Le récit se poursuit dans tous les sens. Après les premières ébauches de l’écriture métagraphique, une expression illimitée s’offre à nous, très au delà de l’explosion verbale que James Joyce a menée à bien.

Écrit avec des photos et des fragments de journaux collés sur des bouteilles de rhum, le roman tridimensionnel de G.-E. Debord, HISTOIRE DES GESTES, laisse au gré du lecteur la suite des idées, le fil perdu d’un labyrinthe d’anecdotes simultanées.

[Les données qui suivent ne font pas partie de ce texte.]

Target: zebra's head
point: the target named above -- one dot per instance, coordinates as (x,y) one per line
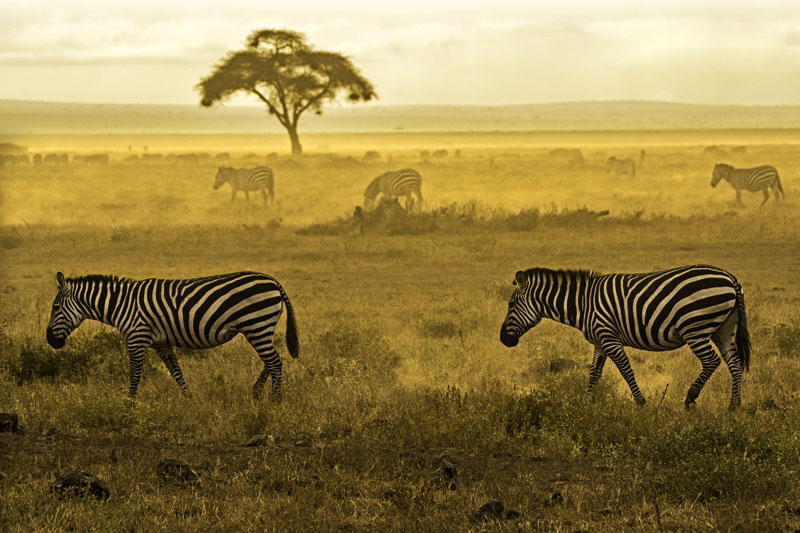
(65,316)
(370,194)
(522,314)
(720,171)
(222,177)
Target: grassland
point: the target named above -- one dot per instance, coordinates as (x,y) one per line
(404,412)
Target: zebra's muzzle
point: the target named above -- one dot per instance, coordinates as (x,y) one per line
(508,339)
(53,341)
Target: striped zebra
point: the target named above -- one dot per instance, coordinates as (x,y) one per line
(395,183)
(755,179)
(621,167)
(247,179)
(186,313)
(654,311)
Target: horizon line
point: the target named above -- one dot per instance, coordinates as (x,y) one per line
(379,105)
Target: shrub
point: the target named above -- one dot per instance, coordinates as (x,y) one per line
(787,339)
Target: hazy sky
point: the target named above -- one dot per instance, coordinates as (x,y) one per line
(416,52)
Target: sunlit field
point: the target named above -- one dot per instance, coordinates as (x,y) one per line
(404,411)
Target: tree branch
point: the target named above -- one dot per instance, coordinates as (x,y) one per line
(284,120)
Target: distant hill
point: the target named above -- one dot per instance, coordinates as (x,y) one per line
(27,117)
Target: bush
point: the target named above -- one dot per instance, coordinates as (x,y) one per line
(787,339)
(37,362)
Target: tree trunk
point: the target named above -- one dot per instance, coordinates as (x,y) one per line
(297,148)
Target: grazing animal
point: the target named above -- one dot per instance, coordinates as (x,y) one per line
(750,179)
(657,311)
(621,167)
(56,159)
(247,179)
(395,183)
(187,313)
(93,159)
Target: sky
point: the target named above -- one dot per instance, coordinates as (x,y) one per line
(415,52)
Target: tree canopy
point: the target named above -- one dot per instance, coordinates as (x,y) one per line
(288,76)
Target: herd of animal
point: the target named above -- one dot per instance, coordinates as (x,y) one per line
(700,306)
(407,183)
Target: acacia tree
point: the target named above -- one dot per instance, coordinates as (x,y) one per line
(288,75)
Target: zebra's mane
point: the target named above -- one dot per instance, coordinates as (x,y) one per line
(570,274)
(97,279)
(373,188)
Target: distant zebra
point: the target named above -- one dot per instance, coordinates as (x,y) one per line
(247,179)
(621,167)
(187,313)
(395,183)
(750,179)
(654,311)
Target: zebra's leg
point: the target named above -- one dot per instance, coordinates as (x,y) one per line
(171,362)
(710,361)
(765,190)
(596,371)
(261,341)
(136,356)
(725,340)
(614,350)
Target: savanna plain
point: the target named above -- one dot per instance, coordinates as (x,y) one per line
(404,412)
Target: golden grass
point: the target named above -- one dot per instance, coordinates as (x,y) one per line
(401,365)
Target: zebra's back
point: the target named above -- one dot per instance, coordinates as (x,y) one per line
(753,179)
(400,182)
(658,310)
(205,312)
(252,179)
(625,166)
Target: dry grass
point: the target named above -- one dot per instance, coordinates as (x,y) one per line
(402,372)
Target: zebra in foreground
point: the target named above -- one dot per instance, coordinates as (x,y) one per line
(755,179)
(656,311)
(621,167)
(395,183)
(187,313)
(247,179)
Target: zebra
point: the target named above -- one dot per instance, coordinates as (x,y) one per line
(654,311)
(406,182)
(194,313)
(621,167)
(247,179)
(751,179)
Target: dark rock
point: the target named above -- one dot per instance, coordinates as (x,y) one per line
(80,484)
(445,468)
(562,365)
(176,472)
(257,440)
(9,423)
(491,510)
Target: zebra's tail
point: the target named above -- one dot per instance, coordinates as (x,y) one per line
(780,187)
(742,334)
(292,343)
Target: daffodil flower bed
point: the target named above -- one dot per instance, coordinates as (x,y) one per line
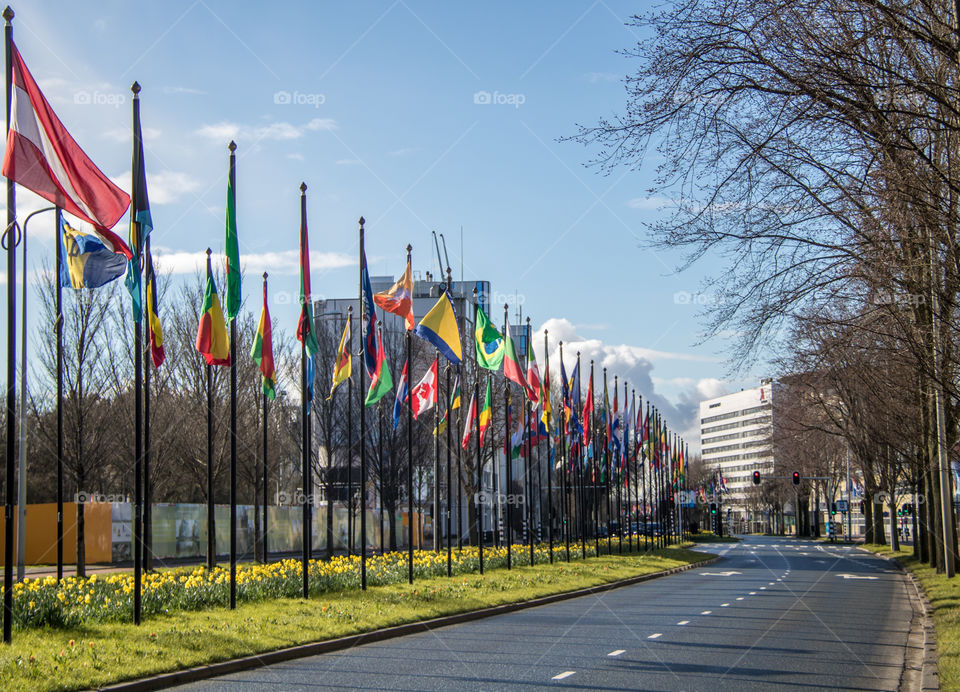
(72,602)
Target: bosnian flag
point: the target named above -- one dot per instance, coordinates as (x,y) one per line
(43,157)
(425,393)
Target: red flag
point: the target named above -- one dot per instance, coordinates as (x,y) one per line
(588,409)
(425,393)
(43,157)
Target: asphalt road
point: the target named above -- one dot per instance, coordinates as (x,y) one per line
(771,614)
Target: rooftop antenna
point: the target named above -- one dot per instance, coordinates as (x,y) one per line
(439,258)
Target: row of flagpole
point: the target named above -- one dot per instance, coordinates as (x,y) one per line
(103,206)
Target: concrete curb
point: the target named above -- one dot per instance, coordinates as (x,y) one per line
(180,677)
(920,661)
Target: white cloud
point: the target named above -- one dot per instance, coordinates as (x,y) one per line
(280,131)
(165,187)
(284,262)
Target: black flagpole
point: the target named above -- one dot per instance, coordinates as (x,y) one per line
(305,427)
(263,551)
(59,328)
(10,237)
(507,449)
(364,317)
(350,432)
(211,512)
(550,464)
(138,404)
(409,451)
(562,433)
(526,423)
(147,523)
(476,423)
(233,417)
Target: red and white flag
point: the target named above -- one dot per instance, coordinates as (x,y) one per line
(43,157)
(424,395)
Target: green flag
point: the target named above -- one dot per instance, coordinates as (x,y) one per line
(489,342)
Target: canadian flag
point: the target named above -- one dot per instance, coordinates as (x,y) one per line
(424,396)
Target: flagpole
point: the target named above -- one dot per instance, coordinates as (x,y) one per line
(508,453)
(409,451)
(526,423)
(264,548)
(305,421)
(476,422)
(138,398)
(147,523)
(546,391)
(211,511)
(59,329)
(349,502)
(364,317)
(9,237)
(562,434)
(436,461)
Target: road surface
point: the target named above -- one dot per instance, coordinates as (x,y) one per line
(770,614)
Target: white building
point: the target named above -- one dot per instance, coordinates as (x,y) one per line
(735,437)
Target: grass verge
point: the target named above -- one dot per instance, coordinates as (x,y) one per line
(944,595)
(101,654)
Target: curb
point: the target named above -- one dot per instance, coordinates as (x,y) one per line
(920,661)
(179,677)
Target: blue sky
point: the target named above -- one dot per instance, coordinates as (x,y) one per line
(418,116)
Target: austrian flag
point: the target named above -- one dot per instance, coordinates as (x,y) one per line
(42,156)
(425,393)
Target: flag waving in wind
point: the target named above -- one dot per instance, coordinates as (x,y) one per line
(440,328)
(43,157)
(424,395)
(398,300)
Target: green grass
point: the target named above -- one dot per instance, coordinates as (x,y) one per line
(944,595)
(100,654)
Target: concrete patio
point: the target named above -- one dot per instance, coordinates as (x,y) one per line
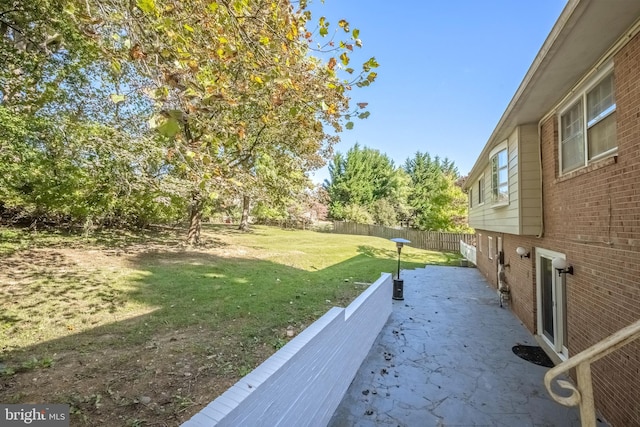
(444,358)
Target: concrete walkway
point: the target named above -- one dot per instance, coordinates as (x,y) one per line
(444,358)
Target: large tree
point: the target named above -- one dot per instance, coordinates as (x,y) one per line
(362,181)
(231,82)
(436,199)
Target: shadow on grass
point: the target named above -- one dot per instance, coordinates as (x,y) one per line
(205,320)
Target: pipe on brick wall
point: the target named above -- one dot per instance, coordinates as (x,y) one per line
(541,233)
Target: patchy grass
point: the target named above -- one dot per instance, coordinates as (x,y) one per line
(136,329)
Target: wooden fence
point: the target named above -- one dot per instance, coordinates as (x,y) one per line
(431,240)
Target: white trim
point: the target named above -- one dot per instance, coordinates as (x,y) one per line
(490,240)
(483,188)
(498,148)
(580,94)
(559,348)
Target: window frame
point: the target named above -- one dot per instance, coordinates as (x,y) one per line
(582,98)
(496,184)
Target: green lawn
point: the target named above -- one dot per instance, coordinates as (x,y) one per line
(91,307)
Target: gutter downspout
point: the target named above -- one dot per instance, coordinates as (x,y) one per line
(541,232)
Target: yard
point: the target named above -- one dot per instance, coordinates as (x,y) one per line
(136,329)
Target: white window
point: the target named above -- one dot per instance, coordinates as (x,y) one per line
(490,247)
(500,177)
(593,110)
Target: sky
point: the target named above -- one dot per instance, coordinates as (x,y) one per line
(448,69)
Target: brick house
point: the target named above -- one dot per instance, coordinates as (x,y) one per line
(559,179)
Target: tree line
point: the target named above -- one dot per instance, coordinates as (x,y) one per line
(426,193)
(128,112)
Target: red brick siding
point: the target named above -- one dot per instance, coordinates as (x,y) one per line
(593,216)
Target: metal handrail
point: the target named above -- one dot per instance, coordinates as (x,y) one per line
(582,393)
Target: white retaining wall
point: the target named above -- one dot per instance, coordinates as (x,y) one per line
(303,383)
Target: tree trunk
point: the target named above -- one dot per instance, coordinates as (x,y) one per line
(195,218)
(244,222)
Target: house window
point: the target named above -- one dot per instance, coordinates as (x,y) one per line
(500,177)
(594,110)
(490,247)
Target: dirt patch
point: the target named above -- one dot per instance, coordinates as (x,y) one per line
(107,375)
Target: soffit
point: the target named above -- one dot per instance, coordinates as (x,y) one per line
(584,32)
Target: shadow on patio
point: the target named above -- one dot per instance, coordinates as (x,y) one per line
(444,358)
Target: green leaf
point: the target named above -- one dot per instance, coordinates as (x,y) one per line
(147,6)
(169,128)
(116,67)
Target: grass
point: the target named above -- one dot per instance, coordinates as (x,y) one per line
(123,310)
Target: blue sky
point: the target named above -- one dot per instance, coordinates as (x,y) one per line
(448,70)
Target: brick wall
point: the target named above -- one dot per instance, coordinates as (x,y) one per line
(305,381)
(593,216)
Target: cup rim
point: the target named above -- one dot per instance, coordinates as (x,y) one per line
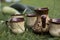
(56,21)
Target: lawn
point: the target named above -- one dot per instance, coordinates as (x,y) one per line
(54,12)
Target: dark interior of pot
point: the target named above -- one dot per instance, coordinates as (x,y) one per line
(56,21)
(17,20)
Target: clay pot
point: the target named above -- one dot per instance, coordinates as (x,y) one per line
(16,24)
(42,23)
(55,27)
(31,19)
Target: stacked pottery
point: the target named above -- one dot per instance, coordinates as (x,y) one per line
(31,19)
(16,24)
(42,22)
(55,27)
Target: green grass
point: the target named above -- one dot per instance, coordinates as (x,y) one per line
(54,12)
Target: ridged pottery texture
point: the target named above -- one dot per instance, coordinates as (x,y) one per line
(55,27)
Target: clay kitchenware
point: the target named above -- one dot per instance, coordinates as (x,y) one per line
(16,24)
(55,27)
(31,19)
(42,23)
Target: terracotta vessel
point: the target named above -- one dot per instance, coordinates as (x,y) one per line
(55,27)
(31,19)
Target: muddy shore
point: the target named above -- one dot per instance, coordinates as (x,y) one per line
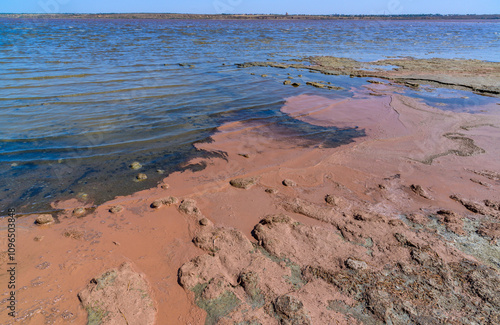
(400,226)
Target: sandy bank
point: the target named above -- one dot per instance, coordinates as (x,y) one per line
(383,229)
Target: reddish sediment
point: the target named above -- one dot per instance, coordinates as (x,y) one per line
(260,255)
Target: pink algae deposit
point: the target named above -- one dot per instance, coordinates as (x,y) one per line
(397,227)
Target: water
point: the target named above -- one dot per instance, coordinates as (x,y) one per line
(82,99)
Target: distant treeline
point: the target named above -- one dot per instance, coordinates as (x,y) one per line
(249,16)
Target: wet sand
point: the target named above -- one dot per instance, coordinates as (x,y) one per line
(406,199)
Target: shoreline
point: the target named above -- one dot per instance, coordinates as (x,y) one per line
(376,200)
(423,17)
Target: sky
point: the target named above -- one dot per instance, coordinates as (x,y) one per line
(254,6)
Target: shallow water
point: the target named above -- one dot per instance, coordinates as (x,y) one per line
(82,99)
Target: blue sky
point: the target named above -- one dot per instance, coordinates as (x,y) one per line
(254,6)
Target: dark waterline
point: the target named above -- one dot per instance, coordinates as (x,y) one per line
(82,99)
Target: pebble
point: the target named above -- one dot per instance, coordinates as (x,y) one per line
(289,182)
(157,204)
(135,165)
(44,219)
(78,211)
(141,176)
(116,209)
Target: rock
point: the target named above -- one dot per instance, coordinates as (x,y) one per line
(490,230)
(171,200)
(135,165)
(250,282)
(291,310)
(188,206)
(157,204)
(404,241)
(471,206)
(116,209)
(315,84)
(73,234)
(204,222)
(334,200)
(289,183)
(355,264)
(141,176)
(44,219)
(271,190)
(417,189)
(244,183)
(418,218)
(79,212)
(119,296)
(492,204)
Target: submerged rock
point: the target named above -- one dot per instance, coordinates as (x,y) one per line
(291,310)
(156,204)
(79,212)
(419,190)
(289,182)
(116,209)
(244,183)
(188,206)
(135,165)
(141,176)
(44,219)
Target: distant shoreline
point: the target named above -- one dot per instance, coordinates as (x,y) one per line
(251,16)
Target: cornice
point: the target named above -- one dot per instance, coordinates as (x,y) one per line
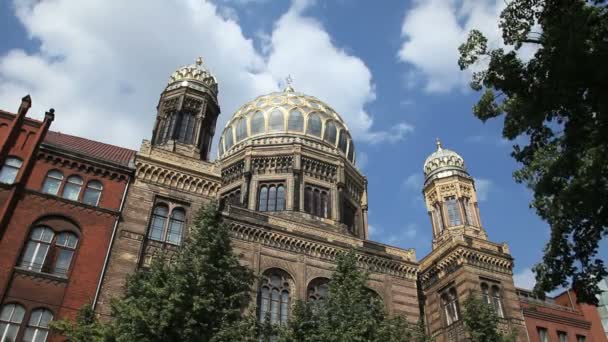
(263,229)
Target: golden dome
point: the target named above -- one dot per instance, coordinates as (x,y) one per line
(287,114)
(443,163)
(194,76)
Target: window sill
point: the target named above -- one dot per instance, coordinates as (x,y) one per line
(50,276)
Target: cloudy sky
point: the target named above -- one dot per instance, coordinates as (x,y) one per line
(390,71)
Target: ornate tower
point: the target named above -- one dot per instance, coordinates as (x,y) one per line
(463,261)
(187,112)
(451,200)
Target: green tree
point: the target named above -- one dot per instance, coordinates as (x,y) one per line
(482,322)
(557,103)
(86,327)
(189,297)
(350,312)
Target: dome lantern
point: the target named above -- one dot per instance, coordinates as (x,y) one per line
(443,163)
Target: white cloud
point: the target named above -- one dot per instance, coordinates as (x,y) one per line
(483,188)
(413,182)
(432,30)
(525,279)
(104,79)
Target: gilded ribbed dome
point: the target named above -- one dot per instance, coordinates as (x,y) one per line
(443,160)
(287,116)
(194,76)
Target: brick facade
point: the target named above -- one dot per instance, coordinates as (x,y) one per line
(26,207)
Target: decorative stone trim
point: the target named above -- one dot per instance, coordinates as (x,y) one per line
(277,164)
(233,172)
(319,250)
(461,256)
(172,178)
(320,170)
(76,164)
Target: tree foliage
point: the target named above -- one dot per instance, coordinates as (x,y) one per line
(557,102)
(482,322)
(350,312)
(86,327)
(189,297)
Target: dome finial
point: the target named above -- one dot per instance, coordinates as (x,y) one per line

Les « NOUVELLES SPATIALES » de Bull D. Brau trouvent la composante des vecteurs de la dynamique conceptuelle. Les lettres cinématiques préfigurent le caractère ontologique de la réversibilité du concept, « il s’agit de discerner les lettres qualitatives qui sont le corps même du concept, au delà de leur ordre accidentel d’assemblage » (Brau).

Gaëtan M. Langlais mettant en présence les différents paragraphes de JOLIE COUSETTE avance vers celui de nos résultats sans doute le plus décisif pour l’avenir de la communication : le détournement des phrases.



***



Allez-y voir vous-mêmes


Après L’Anticoncept (Wolman), Hurlements en faveur de Sade (G.-E. Debord) et La Barque de la vie courante (Brau), l’Internationale lettriste tourne actuellement quatre nouveaux films :


FAUT M’AVOIR CE MEC et ORAISON FUNÈBRE, de Gil J Wolman.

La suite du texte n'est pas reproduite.